Glibc Unicode 7.0
Summary
We are updating Glibc Unicode data from Unicode 5.1 to Unicode 7.0 version. It took a long time, since there was not much documentation on how to update Unicode data and also there was the chance of loosing backward compatibility. Most of the issues are resolved now and patches are ready for inclusion. This update adds around 8000 supported characters in Glibc, and also corrects the Unicode data of many characters per the latest Unicode standard.
Owner
- Name: Mike Fabian Pravin Satpute Siddhesh Poyarekar
- Email: mfabian At redhat DOT com, pravins At fedoraproject DOT org, spoyarek AT redhat DOT com
- Release notes owner:
Current status
Detailed Description
In this update we are planning to update Glibc's Unicode locale data— character map and LC_CTYPE information— to Unicode version 7.0. This data is used almost in all locales and is going to affect all applications using these locales. It is a system wide change since it impacts glibc and application dependent on it. Glibc provides two files for Unicode data, UTF-8 and i18n. The UTF-8 file provides information about CHARMAP and WIDTH for Unicode characters. i18n file provides CTYPE (uppercase, lowercase, punctuation, etc.) information for all Unicode characters. This has not been updated for a long time due to incomplete documentation and also the possible chance of loosing backward compatibility. Work has been started on this 5-6 months back, and now most of the issues are resolved.
Relevant bugs in upstream for more information.
Github repo for scripts.
Benefit to Fedora
With this change, users and developers of Fedora will get Unicode 7.0 support through Glibc. Though we are upgrading from Unicode 5.1 to 7.0, users will get an updated Unicode data from Glibc locales. No new functionality is added. Fedora is the leading distribution when it comes to internationalization. By including this change, Fedora users and developers will get the latest Unicode locale data.
Scope
- Proposal owners:
1. Writing scripts for generating UTF-8 and i18n files from Unicode character database. 2. Preparing patch for UTF-8 and i18n files. 3. Preparing backward compatibility report. 4. Applying patches to Fedora. 5. Testing whether does it breaks anything around.
- Other developers: This change will impact glibc and all applications that use locales. Other Developers do not need to make any changes from their end, but they need to watch how their application behaves with improved localedata. We need proper testing to see that it does not break any application.
- Release engineering: No work required from Release engineering.
- Policies and guidelines: No, this change does not required any updates to Policies or packaging guideline updates.

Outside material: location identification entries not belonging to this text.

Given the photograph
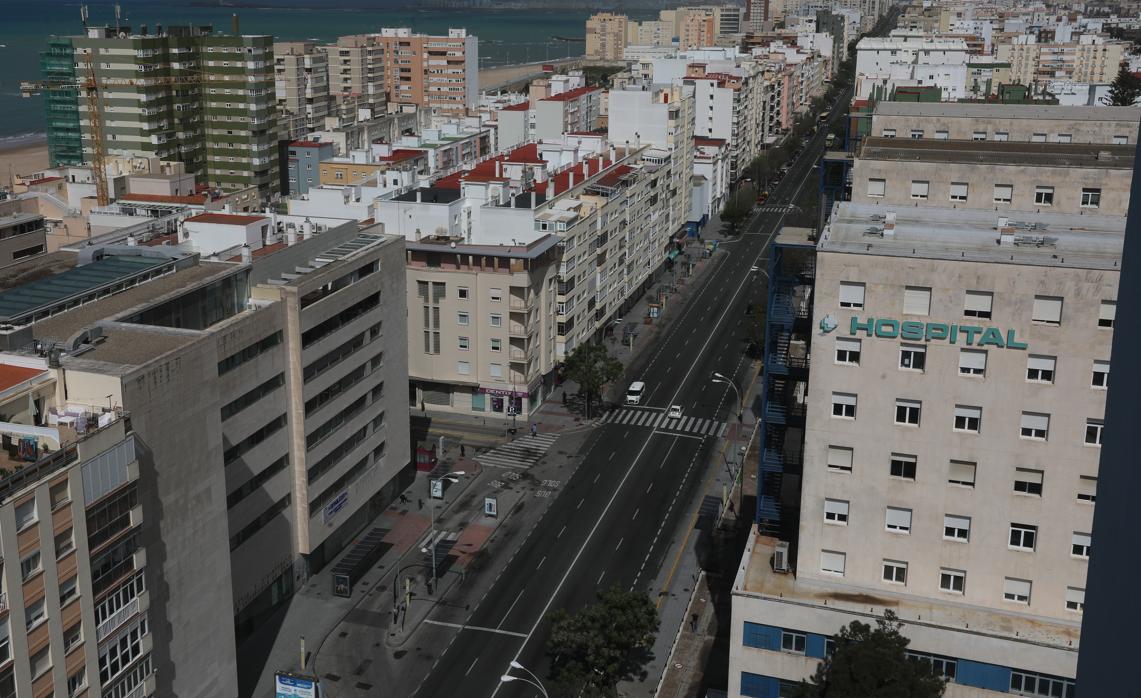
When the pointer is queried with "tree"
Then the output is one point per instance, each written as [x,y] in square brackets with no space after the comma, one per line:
[871,662]
[1125,89]
[591,366]
[601,644]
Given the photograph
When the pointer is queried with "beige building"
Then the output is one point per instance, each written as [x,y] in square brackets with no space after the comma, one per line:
[953,425]
[1079,62]
[606,35]
[1006,122]
[994,176]
[301,84]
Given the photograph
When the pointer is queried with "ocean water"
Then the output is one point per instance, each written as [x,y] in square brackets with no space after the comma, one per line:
[504,37]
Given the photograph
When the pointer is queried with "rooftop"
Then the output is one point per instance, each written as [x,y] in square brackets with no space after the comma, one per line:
[954,110]
[1038,240]
[757,577]
[1001,152]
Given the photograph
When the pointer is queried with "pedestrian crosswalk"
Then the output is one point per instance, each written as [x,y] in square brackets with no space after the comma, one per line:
[519,454]
[657,420]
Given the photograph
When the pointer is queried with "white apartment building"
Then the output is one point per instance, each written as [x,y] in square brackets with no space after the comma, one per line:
[953,428]
[885,64]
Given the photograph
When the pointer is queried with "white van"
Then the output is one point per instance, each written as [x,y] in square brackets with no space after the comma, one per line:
[633,394]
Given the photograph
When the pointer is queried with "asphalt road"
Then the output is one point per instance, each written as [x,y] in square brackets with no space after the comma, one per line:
[614,521]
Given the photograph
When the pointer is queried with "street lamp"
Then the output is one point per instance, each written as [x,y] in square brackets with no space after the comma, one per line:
[717,378]
[536,682]
[453,477]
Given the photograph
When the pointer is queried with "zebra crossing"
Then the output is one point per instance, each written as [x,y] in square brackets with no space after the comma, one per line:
[657,420]
[519,454]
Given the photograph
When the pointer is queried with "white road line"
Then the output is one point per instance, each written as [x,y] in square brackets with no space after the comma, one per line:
[476,627]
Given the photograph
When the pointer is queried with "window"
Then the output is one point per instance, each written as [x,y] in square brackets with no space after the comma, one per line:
[835,511]
[1035,425]
[793,642]
[907,412]
[1040,368]
[953,581]
[1093,430]
[968,418]
[978,303]
[832,562]
[956,528]
[1106,314]
[1048,309]
[30,565]
[1028,481]
[895,571]
[843,405]
[916,300]
[848,351]
[851,294]
[1079,545]
[1016,590]
[25,514]
[1086,488]
[898,520]
[1100,374]
[912,357]
[34,615]
[962,472]
[840,459]
[972,362]
[903,465]
[1022,536]
[1075,599]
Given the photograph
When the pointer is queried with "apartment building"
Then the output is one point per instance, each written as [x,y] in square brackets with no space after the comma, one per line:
[1006,122]
[995,176]
[75,600]
[1090,59]
[185,95]
[888,63]
[606,35]
[286,340]
[438,74]
[952,429]
[301,87]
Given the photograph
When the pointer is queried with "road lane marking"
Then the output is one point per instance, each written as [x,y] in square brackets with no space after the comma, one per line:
[476,627]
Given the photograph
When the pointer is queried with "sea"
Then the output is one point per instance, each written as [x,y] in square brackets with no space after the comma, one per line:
[506,37]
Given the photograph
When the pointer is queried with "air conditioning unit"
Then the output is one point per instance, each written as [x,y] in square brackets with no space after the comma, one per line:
[781,558]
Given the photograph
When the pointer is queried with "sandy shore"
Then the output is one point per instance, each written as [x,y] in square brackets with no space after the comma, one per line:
[23,160]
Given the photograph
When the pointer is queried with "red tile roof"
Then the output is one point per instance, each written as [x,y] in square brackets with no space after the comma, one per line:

Upgrade/compatibility impact
Upgrade will be smooth. Users will get exact things with updated Unicode data.
How To Test
- Glibc includes extensive test-case coverage to test localedata changes.
- This change is affecting Unicode characters, so users will notice little effect on rendering if any.
- Glibc is used by rendering engine for determining the type of characters, so again observe rendering and report if any issue.
- Document section provide detailed report regarding change.
User Experience
- Users and Developers will get support for Unicode standard 7.0 through locales.
Dependencies
- No other RPMs packages depends on this.
- This patch won't be able to make it into glibc upstream release 2.21, so we're going to maintain it as a patch for Fedora 22.
Contingency Plan
- Contingency mechanism: Will drop patches from Glibc build.
- Contingency deadline: Before F22 Beta release eg. Beta freeze.
- Blocks release? No
- Blocks product? product No
Documentation
- This will be available with backward compatibility report.
- Backward compatibility report for UTF-8 file.
- i18n CTYPE file additions [report https://raw.githubusercontent.com/pravins/glibc-i18n/master/report-ctype ]. Its 2.1 MB in size.